Samsung’s Tizen Smartphones Could Have Potential In Emerging Markets After All

Samsung’s Tizen mobile platform is all too easy to write off as a failure. The product, which is a Samsung-owned rival to Google’s Android and Apple’s iOS operating systems, was delayed for more than a year. Even when the first Tizen-powered device finally emerged this January, it was a pretty underwhelming $92 smartphone for India and other emerging markets.

Added to that, Samsung had earlier extended the platform to cover smart TVs, a move that some took to mean that the platform wouldn’t have a major role in its mobile division.

This scenario isn’t exactly in tune with the hype that, with Tizen, Samsung is hedging its reliance on Android and creating its own platform to assert greater control over the devices it produces and services that it runs on them. Tizen doesn’t look like it will challenge Android or iOS for marketshare.

But — anyone who read the headline knew this was coming — there is an early sign to suggest that it might not be a total disaster after all.

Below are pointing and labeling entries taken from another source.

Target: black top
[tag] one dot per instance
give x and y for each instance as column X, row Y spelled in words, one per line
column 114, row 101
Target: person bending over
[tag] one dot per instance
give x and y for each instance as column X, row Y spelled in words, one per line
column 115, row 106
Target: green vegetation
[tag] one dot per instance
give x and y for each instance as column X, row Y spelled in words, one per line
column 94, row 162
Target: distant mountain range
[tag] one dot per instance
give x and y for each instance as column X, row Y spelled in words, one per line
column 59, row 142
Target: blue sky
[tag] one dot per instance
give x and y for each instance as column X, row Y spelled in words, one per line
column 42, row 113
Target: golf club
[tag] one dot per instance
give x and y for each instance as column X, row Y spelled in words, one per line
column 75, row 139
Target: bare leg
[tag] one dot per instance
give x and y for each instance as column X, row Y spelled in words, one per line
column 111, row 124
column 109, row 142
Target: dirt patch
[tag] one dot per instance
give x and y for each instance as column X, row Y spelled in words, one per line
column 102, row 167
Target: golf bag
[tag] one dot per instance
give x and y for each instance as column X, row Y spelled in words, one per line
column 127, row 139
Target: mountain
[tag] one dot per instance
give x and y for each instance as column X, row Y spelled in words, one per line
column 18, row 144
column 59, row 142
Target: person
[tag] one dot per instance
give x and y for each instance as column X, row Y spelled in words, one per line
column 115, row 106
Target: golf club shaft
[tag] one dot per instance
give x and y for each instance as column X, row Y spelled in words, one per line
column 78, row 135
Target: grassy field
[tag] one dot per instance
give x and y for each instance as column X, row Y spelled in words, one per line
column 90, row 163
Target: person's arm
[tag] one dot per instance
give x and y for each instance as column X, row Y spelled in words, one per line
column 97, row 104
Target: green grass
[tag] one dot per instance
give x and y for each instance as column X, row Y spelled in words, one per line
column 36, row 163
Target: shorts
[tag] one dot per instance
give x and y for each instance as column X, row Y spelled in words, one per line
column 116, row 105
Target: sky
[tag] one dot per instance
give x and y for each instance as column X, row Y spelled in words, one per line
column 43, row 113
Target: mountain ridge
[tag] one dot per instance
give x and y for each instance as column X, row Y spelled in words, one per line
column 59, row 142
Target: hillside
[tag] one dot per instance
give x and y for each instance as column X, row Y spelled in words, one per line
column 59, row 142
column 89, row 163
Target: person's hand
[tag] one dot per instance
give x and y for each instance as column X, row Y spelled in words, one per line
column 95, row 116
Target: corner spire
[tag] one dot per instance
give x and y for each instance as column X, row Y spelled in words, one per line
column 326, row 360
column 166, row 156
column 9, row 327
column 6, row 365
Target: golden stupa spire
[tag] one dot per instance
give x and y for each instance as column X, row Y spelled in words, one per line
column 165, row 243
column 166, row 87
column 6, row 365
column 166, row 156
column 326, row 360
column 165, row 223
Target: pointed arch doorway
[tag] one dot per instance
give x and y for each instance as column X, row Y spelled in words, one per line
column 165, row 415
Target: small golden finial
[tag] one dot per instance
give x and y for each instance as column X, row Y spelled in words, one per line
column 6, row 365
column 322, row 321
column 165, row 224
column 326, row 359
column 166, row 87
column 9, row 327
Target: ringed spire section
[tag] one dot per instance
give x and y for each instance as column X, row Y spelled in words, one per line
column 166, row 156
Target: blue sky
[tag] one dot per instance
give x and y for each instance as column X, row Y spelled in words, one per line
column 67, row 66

A new report from Counterpoint Research suggests that the Samsung Z1, the aforementioned $91 device, was the top-selling smartphone in Bangladesh in Q1 2015. The report did not provide an estimation for the number of sales, but that finding from the report is “surprising” — to use Counterpoint’s own description.

Yes, Bangladesh’s smartphone market isn’t anything like the size of that of China or the U.S., but Counterpoint’s report signals the potential for the phone to compete in emerging markets where the shift to smartphones is still in its infancy and consumers are particularly sensitive to prices.

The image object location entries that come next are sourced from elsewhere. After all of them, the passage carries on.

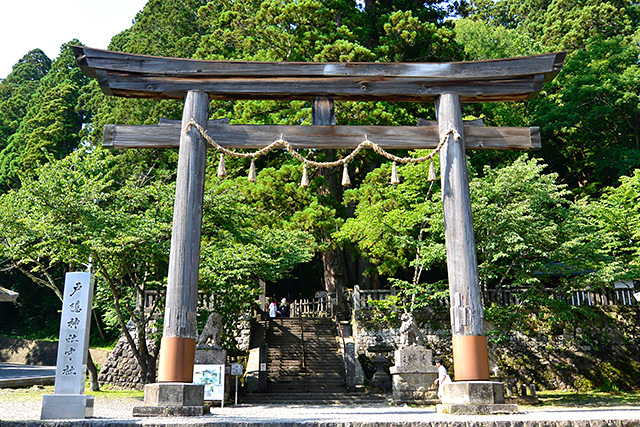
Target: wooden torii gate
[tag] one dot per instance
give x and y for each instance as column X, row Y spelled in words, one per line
column 197, row 82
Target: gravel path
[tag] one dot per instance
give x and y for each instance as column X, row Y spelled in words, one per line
column 26, row 406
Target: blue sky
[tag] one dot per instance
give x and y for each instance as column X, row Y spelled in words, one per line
column 47, row 24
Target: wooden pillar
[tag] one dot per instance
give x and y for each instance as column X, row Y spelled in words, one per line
column 470, row 356
column 177, row 351
column 323, row 113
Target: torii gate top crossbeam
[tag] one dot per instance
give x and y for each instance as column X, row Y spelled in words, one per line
column 142, row 76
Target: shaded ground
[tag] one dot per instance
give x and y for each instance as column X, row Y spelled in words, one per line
column 25, row 404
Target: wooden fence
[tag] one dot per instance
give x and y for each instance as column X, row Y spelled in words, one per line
column 321, row 306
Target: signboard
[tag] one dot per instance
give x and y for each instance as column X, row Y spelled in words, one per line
column 74, row 334
column 212, row 377
column 236, row 369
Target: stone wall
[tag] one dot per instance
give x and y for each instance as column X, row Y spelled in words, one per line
column 121, row 369
column 596, row 348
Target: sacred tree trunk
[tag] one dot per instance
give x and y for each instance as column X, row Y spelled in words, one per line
column 177, row 350
column 333, row 259
column 470, row 356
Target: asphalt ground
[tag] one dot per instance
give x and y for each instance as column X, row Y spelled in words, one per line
column 13, row 375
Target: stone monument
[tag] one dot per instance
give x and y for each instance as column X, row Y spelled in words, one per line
column 69, row 400
column 414, row 373
column 209, row 349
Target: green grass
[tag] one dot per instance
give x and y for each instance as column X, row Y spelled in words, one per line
column 589, row 399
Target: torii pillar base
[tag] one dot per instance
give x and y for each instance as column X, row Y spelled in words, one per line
column 171, row 400
column 474, row 398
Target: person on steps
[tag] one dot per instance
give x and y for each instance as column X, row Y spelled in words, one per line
column 443, row 377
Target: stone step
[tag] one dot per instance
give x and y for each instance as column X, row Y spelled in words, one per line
column 313, row 398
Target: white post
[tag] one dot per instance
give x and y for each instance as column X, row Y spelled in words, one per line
column 69, row 400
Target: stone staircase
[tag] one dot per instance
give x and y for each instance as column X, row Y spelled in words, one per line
column 304, row 364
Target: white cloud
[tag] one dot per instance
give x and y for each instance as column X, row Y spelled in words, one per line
column 47, row 24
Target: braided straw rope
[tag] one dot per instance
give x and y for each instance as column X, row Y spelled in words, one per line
column 282, row 143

Feature phones still dominate the mobile sales mix in Bangladesh, which has a population of 156 million. Smartphones account for just 21 percent of all phones sold in the country, but — in a sign of where things area heading — smartphone sales in Q1 2015 increased 17 percent year-on-year and that growth rate is likely to increase.

The takeaway from this for Samsung, which is the second biggest seller of smartphones in Bangladesh, is that Tizen could have an impact in emerging markets where smartphone adoption remains immature.

It is still early days in Bangladesh, and it remains to be seen of the device can continue to sell well, while also Tizen hasn’t worked in India, a far bigger smartphone. Samsung reportedly said the Z1 clocked 100,000 sales within a month in India to account for just 1 percent of its smartphone sales in the country. That was apparently “higher than expected,” but it isn’t enough to concern Google or Apple.

Android is the big challenge when it comes to entry-level smartphones, and it doesn’t just rely on Google’s Android One program — which expanded to offer $50 handsets in Bangladesh in December 2014. This Technology Review article explains how cheap, third-party Android devices, some of which are priced below $50, disrupted Mozilla’s efforts to make a dent with its FireFox OS platform, and that is also a challenge for Tizen in emerging markets. But, Samsung’s global brand is a huge selling point for the company in many parts of the world.